En los primeros años del siglo XX el cubismo desestructura el espacio y la figuración, al forzar a quien observa las obras cubistas a situarse en diversos puntos de vista de manera simultánea.

El cubismo y la abstracción llevan al espectador a un juego imaginativo, de manera que la evolución hacia el arte conceptual, nos aleja de los componentes que soportan la realidad representada.

El regreso a los referentes inmersivos se produce de manera periódica, de tal manera que en el segundo tercio del siglo XX el surrealismo recupera la imagen figurativa aunque con un espíritu provocador, siendo Salvador Dalí un ejemplo paradigmático de esta opción; en la actualidad el pintor manchego Antonio López reivindica el realismo como forma de entender lo que le ocurre al individuo a través de su representación o de su entorno, preferentemente urbano. En el campo literario, las representaciones que permiten la inmersión y la interactividad del lector, mediante técnicas que permiten una narración transparente, en la que “desaparece” la intervención del autor, se han alternado con las tendencias literarias con un estilo intervencionista en el que el lenguaje aparece como una barrera, del mismo modo que la superficie plana (bidimensional) de la pintura constituye un muro invisible que impide la interacción física con lo representado. Esos extremos literarios vendrían a estar ejemplificados por la obra narrativa de Dickens o Galdós en un caso, y Proust o Joyce en el otro (De Pablos, 2004).

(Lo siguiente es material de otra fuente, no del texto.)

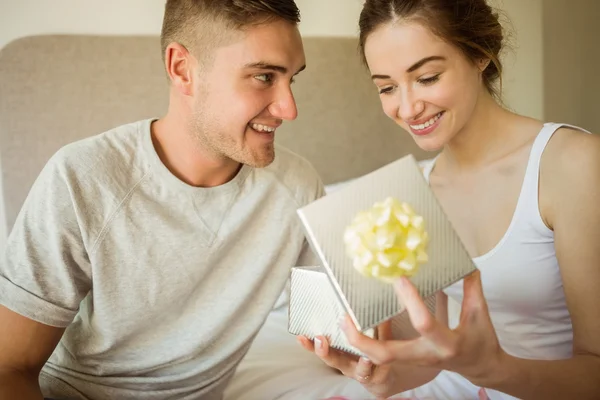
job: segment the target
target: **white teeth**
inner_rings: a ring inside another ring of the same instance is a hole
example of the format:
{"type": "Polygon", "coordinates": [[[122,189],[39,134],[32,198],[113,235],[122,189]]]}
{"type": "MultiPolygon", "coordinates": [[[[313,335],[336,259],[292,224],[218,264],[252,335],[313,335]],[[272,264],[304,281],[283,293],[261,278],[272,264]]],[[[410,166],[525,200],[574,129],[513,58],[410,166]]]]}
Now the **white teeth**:
{"type": "Polygon", "coordinates": [[[254,129],[255,131],[259,131],[259,132],[275,132],[275,128],[271,128],[266,125],[250,124],[250,127],[252,127],[252,129],[254,129]]]}
{"type": "Polygon", "coordinates": [[[436,114],[433,118],[431,118],[429,121],[426,121],[423,124],[420,125],[409,125],[411,128],[413,128],[416,131],[421,131],[425,128],[429,128],[431,125],[435,124],[435,121],[437,121],[438,119],[440,119],[440,117],[442,116],[442,113],[438,113],[436,114]]]}

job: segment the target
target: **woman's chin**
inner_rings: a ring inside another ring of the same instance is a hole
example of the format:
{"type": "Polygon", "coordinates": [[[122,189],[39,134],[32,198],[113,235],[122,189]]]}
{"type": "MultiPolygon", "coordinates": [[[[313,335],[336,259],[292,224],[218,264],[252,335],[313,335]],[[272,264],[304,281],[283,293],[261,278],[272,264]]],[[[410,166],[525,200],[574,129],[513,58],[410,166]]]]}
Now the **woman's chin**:
{"type": "Polygon", "coordinates": [[[445,141],[441,140],[440,137],[421,137],[412,135],[415,143],[423,151],[427,152],[439,152],[444,148],[445,141]]]}
{"type": "Polygon", "coordinates": [[[439,152],[447,143],[446,136],[440,135],[439,127],[427,135],[418,135],[411,131],[408,126],[401,125],[415,141],[415,144],[423,151],[439,152]]]}

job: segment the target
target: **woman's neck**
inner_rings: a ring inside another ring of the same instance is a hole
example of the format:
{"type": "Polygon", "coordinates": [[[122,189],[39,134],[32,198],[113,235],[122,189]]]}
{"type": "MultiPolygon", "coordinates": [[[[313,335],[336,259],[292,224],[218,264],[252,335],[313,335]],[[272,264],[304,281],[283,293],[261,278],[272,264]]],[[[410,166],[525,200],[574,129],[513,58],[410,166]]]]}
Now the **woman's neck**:
{"type": "Polygon", "coordinates": [[[444,164],[456,172],[472,170],[506,154],[508,134],[519,117],[482,93],[469,122],[444,146],[444,164]]]}

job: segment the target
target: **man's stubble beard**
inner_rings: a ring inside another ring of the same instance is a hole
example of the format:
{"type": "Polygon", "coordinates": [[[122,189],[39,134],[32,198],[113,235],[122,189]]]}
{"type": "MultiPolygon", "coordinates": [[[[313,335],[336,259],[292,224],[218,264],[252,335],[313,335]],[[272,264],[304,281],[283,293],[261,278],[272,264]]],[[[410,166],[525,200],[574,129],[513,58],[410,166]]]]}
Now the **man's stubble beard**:
{"type": "MultiPolygon", "coordinates": [[[[264,168],[275,159],[274,143],[253,149],[238,143],[234,137],[205,112],[206,107],[197,105],[191,121],[190,133],[198,150],[217,159],[229,159],[254,168],[264,168]]],[[[246,129],[249,129],[246,127],[246,129]]],[[[245,132],[244,132],[245,134],[245,132]]],[[[243,143],[243,142],[242,142],[243,143]]]]}

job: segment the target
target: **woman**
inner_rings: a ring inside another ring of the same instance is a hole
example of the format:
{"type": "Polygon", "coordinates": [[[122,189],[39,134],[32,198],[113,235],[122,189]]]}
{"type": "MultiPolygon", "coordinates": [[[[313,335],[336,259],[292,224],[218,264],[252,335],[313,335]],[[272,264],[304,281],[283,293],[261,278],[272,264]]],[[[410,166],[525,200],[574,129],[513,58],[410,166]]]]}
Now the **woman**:
{"type": "Polygon", "coordinates": [[[442,294],[462,302],[455,329],[400,279],[419,339],[376,341],[346,321],[369,360],[300,339],[378,398],[600,398],[600,136],[503,108],[502,42],[485,0],[365,2],[361,50],[383,109],[441,149],[424,174],[478,266],[442,294]]]}

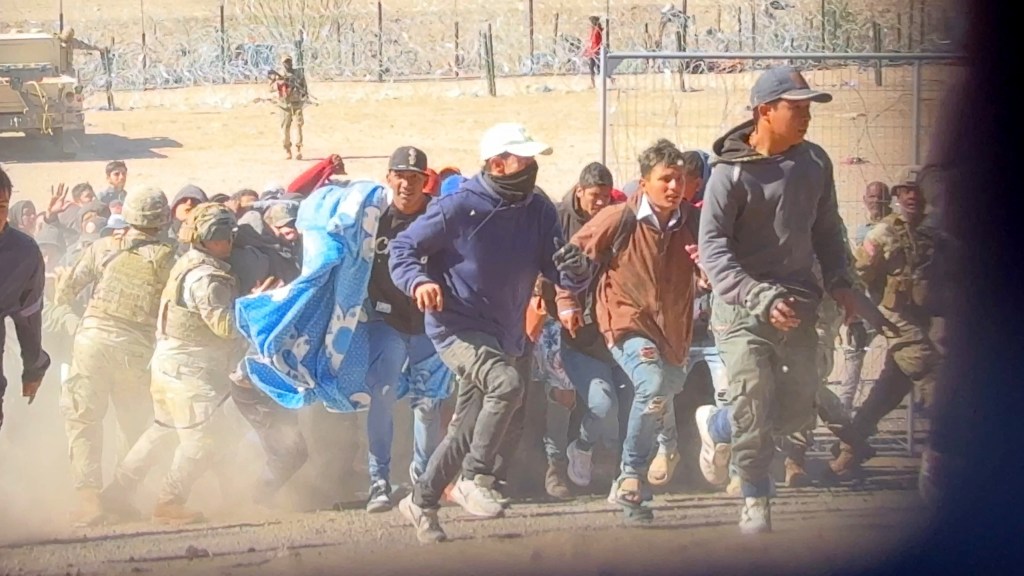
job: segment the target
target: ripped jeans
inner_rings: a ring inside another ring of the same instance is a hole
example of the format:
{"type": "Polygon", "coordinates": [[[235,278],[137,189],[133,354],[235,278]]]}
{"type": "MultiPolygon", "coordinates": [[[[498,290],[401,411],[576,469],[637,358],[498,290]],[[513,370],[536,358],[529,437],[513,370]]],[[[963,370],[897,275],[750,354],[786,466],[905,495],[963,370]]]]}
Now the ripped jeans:
{"type": "Polygon", "coordinates": [[[633,383],[621,478],[645,479],[662,421],[674,418],[672,402],[686,382],[686,366],[664,362],[658,347],[643,336],[629,336],[612,346],[611,352],[633,383]]]}

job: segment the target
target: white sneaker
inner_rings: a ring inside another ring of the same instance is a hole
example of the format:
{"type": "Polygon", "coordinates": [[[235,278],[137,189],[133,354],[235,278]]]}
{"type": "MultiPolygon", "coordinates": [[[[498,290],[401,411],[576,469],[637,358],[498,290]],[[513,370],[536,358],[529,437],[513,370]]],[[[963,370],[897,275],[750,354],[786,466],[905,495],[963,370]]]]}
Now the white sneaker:
{"type": "Polygon", "coordinates": [[[715,486],[729,482],[729,459],[732,457],[731,444],[716,444],[711,438],[708,421],[719,408],[714,405],[697,408],[694,419],[700,433],[700,472],[704,479],[715,486]]]}
{"type": "Polygon", "coordinates": [[[494,476],[477,474],[472,480],[459,478],[452,488],[452,500],[481,518],[497,518],[505,511],[501,494],[494,489],[494,476]]]}
{"type": "Polygon", "coordinates": [[[740,512],[740,532],[763,534],[771,531],[772,505],[768,497],[744,498],[743,511],[740,512]]]}
{"type": "Polygon", "coordinates": [[[437,520],[437,510],[424,510],[412,501],[409,494],[398,503],[398,511],[416,527],[416,539],[423,544],[444,542],[448,536],[437,520]]]}
{"type": "Polygon", "coordinates": [[[569,480],[577,486],[590,486],[591,475],[594,471],[594,450],[583,451],[580,450],[576,444],[576,440],[569,444],[569,447],[565,450],[565,455],[569,458],[569,480]]]}

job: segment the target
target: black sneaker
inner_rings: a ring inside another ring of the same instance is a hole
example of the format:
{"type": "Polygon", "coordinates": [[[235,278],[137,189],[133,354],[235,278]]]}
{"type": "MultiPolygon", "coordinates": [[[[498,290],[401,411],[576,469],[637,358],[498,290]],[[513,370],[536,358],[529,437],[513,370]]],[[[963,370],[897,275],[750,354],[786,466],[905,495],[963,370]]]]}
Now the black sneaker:
{"type": "Polygon", "coordinates": [[[370,499],[366,502],[366,511],[370,514],[387,512],[394,508],[391,502],[391,485],[387,480],[377,480],[370,486],[370,499]]]}

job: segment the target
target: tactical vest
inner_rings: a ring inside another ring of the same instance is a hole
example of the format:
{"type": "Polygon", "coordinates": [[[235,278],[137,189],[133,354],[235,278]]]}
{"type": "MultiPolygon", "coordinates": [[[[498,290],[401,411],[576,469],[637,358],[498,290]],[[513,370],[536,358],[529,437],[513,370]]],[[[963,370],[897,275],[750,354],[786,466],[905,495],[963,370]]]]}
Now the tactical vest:
{"type": "Polygon", "coordinates": [[[928,300],[928,268],[935,257],[935,238],[926,227],[913,232],[897,214],[882,222],[892,230],[895,246],[882,293],[882,306],[891,310],[924,307],[928,300]]]}
{"type": "Polygon", "coordinates": [[[216,346],[224,339],[214,334],[198,312],[185,305],[185,277],[196,268],[207,265],[213,268],[210,276],[235,285],[235,277],[222,269],[212,256],[199,250],[189,250],[171,269],[171,277],[160,297],[160,325],[157,333],[161,337],[174,338],[196,346],[216,346]]]}
{"type": "Polygon", "coordinates": [[[174,258],[174,249],[157,241],[124,238],[118,250],[100,263],[102,272],[86,307],[86,314],[156,326],[164,271],[174,258]],[[152,246],[149,256],[140,251],[152,246]]]}

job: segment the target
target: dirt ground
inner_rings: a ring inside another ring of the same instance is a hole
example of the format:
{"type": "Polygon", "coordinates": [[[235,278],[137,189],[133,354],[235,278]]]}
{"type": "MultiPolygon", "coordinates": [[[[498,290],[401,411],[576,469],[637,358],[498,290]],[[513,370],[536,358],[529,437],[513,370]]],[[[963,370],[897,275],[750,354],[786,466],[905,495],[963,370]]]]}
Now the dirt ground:
{"type": "Polygon", "coordinates": [[[63,529],[0,544],[6,574],[810,574],[869,567],[906,550],[926,525],[914,462],[883,459],[858,487],[781,489],[775,532],[741,538],[738,502],[669,494],[655,522],[626,526],[600,497],[517,503],[475,520],[446,507],[451,542],[422,547],[397,511],[223,515],[207,525],[63,529]],[[358,568],[353,568],[358,567],[358,568]]]}

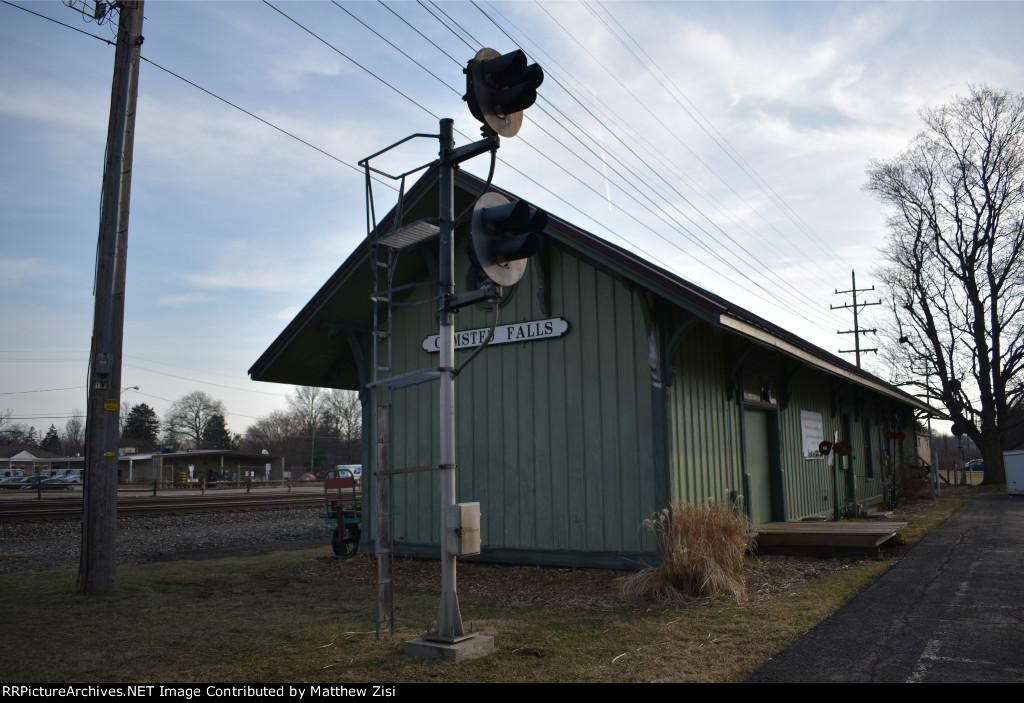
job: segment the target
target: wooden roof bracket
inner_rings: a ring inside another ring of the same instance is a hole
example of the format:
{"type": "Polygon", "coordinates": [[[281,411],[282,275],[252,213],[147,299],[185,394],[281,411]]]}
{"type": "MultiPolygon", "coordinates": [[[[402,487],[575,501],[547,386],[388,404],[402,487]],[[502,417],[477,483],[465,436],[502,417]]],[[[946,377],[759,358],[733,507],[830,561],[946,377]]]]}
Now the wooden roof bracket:
{"type": "Polygon", "coordinates": [[[691,315],[685,322],[676,327],[672,336],[665,342],[665,355],[664,358],[667,361],[666,368],[668,373],[666,374],[665,385],[671,386],[675,382],[676,372],[672,367],[672,355],[675,354],[676,346],[682,340],[683,335],[686,334],[695,324],[701,322],[701,319],[696,315],[691,315]]]}
{"type": "Polygon", "coordinates": [[[839,415],[839,406],[842,403],[843,393],[853,384],[845,379],[830,378],[828,381],[829,405],[832,409],[832,419],[839,415]]]}
{"type": "MultiPolygon", "coordinates": [[[[632,287],[632,286],[631,286],[632,287]]],[[[655,306],[657,298],[649,290],[633,287],[633,292],[638,293],[637,302],[640,303],[640,310],[644,314],[644,327],[647,329],[647,366],[651,371],[651,385],[655,388],[662,388],[665,383],[665,355],[661,343],[661,325],[655,319],[655,306]]]]}
{"type": "MultiPolygon", "coordinates": [[[[366,359],[367,354],[363,348],[364,342],[369,339],[369,335],[366,334],[366,330],[359,329],[352,325],[343,322],[324,322],[320,325],[320,329],[327,336],[328,339],[333,339],[338,335],[345,338],[345,342],[348,343],[349,351],[352,352],[352,359],[356,362],[356,373],[359,377],[359,388],[360,398],[366,390],[366,384],[369,382],[368,374],[369,367],[367,366],[366,359]]],[[[340,341],[340,340],[339,340],[340,341]]],[[[332,375],[341,375],[338,370],[341,364],[341,355],[338,355],[337,361],[328,367],[327,377],[332,375]]]]}
{"type": "Polygon", "coordinates": [[[782,357],[778,380],[780,410],[785,410],[789,407],[789,387],[793,383],[793,379],[796,378],[797,372],[800,371],[803,366],[804,365],[799,361],[789,360],[785,356],[782,357]]]}
{"type": "Polygon", "coordinates": [[[725,338],[725,397],[726,400],[743,402],[743,362],[754,351],[753,344],[743,344],[736,349],[737,340],[732,335],[725,338]]]}

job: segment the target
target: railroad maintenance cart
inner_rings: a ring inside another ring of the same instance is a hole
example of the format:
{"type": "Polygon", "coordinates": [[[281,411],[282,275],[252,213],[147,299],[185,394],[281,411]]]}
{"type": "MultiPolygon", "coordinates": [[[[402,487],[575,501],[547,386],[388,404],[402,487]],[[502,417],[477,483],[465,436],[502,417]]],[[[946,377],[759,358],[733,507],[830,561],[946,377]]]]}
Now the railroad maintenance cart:
{"type": "Polygon", "coordinates": [[[356,477],[350,469],[329,469],[324,474],[324,523],[334,525],[331,548],[348,559],[359,551],[359,523],[362,519],[356,495],[356,477]]]}

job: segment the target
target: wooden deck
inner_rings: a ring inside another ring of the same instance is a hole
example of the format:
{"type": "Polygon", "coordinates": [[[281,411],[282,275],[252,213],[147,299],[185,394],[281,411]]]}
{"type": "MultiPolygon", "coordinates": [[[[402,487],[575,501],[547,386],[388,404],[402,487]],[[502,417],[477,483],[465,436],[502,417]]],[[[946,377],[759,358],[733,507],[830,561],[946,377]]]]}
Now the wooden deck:
{"type": "Polygon", "coordinates": [[[761,554],[873,552],[907,526],[905,522],[766,522],[757,527],[761,554]]]}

La estética de la novela decimonónica se inclinó por el realismo; haciendo invisible al narrador y “transportó al lector a un cuerpo virtual situado en el lugar de la acción, un lugar al que convirtió en testigo directo de los hechos, tanto mentales como físicos, que parecían estar contándose por sí mismos” (Ryan, 2004: 21). Las técnicas narrativas del siglo XIX profundizaron en las cualidades inmersivas de la novela. Con la llegada del siglo XX, aparecieron tendencias estéticas que, como en el caso de la pintura, generaron movimientos alternativos hacia el otro extremo (prioridad de la forma sobre el contenido).

Con poco más de un siglo de existencia, el cine, arrastrado por su doble condición de arte e industria, ha sufrido una vertiginosa evolución en todos los ordenes (narrativo, técnico, social, económico, estético o moral) de manera que hoy se encuentra de nuevo ante una coyuntura difícil, sometido a la influencia abusiva de la imagen electrónica, es decir, la televisión y los soportes digitales. La saturación audiovisual ha llegado a embotar la capacidad de los espectadores para captar la representación audiovisual. Una posible vía que permita encontrar nuevos caminos puede ser una aproximación pedagógica que permita acudir a la historia vivida por este medio audiovisual.

El cine, o más precisamente su lenguaje, como arte del tiempo y el espacio, consideró desde sus orígenes a la representación pictórica como un referente importante. Así, la manera de encuadrar un plano fílmico sigue las mismas reglas que la pintura al tratarse en ambos casos de una representación bidimensional. Luis Lumière fue llamado el último pintor impresionista. En aquel entonces, finales del siglo XIX, la pintura en el cine aparecía como una referencia estética, y sirvan como ejemplo las películas bíblicas que se hicieron durante los primeros años de existencia del cinematógrafo. Las relaciones entre el cine y la pintura, planteadas a otros niveles, no apoyadas en la imitación de las formas pictóricas, irrumpen a partir de los años treinta del siglo XX, cuando el cine comienza a liberarse de las formas elementales de narración, tales como el sistema de géneros (que ya entró en crisis a partir de la segunda guerra mundial), o de la puesta en escena teatral.